Learning curve: Minitest wins. It's just Ruby. RSpec introduces a DSL that takes time to learn. Cucumber adds Gherkin syntax on top.

My recommendation: Use RSpec for unit and integration tests, and Cucumber for critical user journey acceptance tests. That's the approach I use on both Auto-Prammer.at and the Regios SaaS platform. RSpec handles the bulk of the testing (model specs, controller specs, service specs, request specs), while Cucumber covers the end to end flows that matter most to the business.

Industries Where Bugs Are Not an Option

Not all bugs are created equal. A misaligned button on a marketing page is annoying. A rounding error in a financial transaction is a compliance violation. A software fault in a medical device can kill someone.

In certain industries, comprehensive testing isn't a nice to have. It's a legal and ethical requirement.

Fintech and banking. Financial software operates under strict regulations including PSD2, anti money laundering directives, and GDPR. Every transaction must be accurate to the penny. Every audit trail must be complete. Every security control must work. The Knight Capital disaster, where a bug caused $440 million in losses in under an hour, is the cautionary tale the entire industry lives by. This is exactly why my work with Regios on their digital currency platform involves exhaustive test suites covering every financial calculation, every transaction state, and every regulatory reporting pathway.

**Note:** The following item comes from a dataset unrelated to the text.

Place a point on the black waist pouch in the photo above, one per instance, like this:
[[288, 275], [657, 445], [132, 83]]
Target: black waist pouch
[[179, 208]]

Healthcare. Medical software is regulated by frameworks like the EU Medical Device Regulation (MDR). Software that controls diagnostic equipment, manages patient records, or calculates drug dosages must be virtually defect free. Testing isn't just about functionality; it's about patient safety.

Aviation and aerospace. Avionics software follows standards like DO-178C, which requires formal verification and testing at multiple levels. The Airbus A400M crash in 2015 was traced to software configuration errors. In aviation, untested software literally kills people.

eCommerce. While not as life threatening, ecommerce bugs have massive financial implications. A broken checkout flow during a sale event can cost millions in lost revenue. Incorrect pricing calculations can create legal liability. And with the Cyber Resilience Act now requiring secure by design practices for products with digital elements, testing is becoming a regulatory obligation for ecommerce platforms too.

The Critical Path: What Must Be Tested Before Every Release

You can't test everything. Well, you can try, but you'll never ship. The art of effective testing is identifying the critical path: the set of functionalities that absolutely must work correctly for the application to be usable, secure, and compliant.

For any web application, the critical path typically includes:

Authentication and authorisation. Can users log in? Can they only access what they're supposed to? Are admin functions properly restricted? A failure here is a security breach.

Core business logic. Whatever your application actually does, the central calculations, workflows, and data transformations must be correct. For Regios, that's currency conversion and transaction processing. For Auto-Prammer.at, that's vehicle listing, search, and the checkout flow.

Payment processing. If money changes hands, it must be tested exhaustively. Every payment state (pending, processing, completed, failed, refunded), every edge case (network timeout during payment, duplicate submissions, partial refunds), every currency calculation.

Data integrity. Database constraints, validations, and data migration paths must be verified. If data can get corrupted, it will.

Regulatory compliance features. GDPR consent flows, data export/deletion, audit logging, anti fraud checks. If a regulator audits your system, these must work flawlessly.

API contracts. If your application exposes or consumes APIs, the contracts must be tested. A breaking change in an API can cascade through every system that depends on it.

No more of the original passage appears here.